Improve customer interactions with intelligent, lifelike responses
Engage users with voice user interface in your devices and applications
Personalize your communication based on user preference of voice and language
Features
Custom Voice
Train a custom speech synthesis model using your own audio recordings to create a unique and more natural-sounding voice for your organization. You can define and choose the voice profile that suits your organization and quickly adjust to changes in voice needs without needing to record new phrases. Learn more.
Long audio synthesis
Asynchronously synthesize up to 1 million bytes of input with Long Audio Synthesis.
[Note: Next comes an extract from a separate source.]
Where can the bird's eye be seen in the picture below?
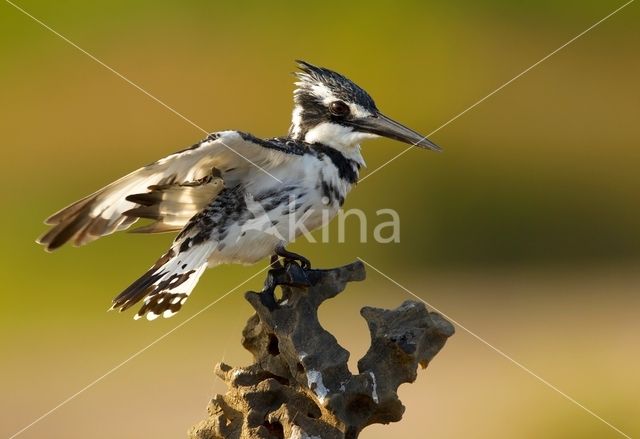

Voice and language selection
Choose from an extensive selection of 220+ voices across 40+ languages and variants, with more to come soon.
WaveNet voices
Take advantage of 90+ WaveNet voices built based on DeepMind’s groundbreaking research to generate speech that significantly closes the gap with human performance.
Text and SSML support
Customize your speech with SSML tags that allow you to add pauses, numbers, date and time formatting, and other pronunciation instructions.
Pitch tuning
Personalize the pitch of your selected voice, up to 20 semitones more or less than the default.
Speaking rate tuning
Adjust your speaking rate to be 4x faster or slower than the normal rate.
Volume gain control
Increase the volume of the output by up to 16db or decrease the volume up to -96db.
Integrated REST and gRPC APIs
Easily integrate with any application or device that can send a REST or gRPC request including phones, PCs, tablets, and IoT devices (for example cars, TVs, speakers).
Audio format flexibility
Convert text to MP3, Linear16, OGG Opus, and a number of other audio formats.
Audio profiles
Optimize for the type of speaker from which your speech is intended to play, such as headphones or phone lines.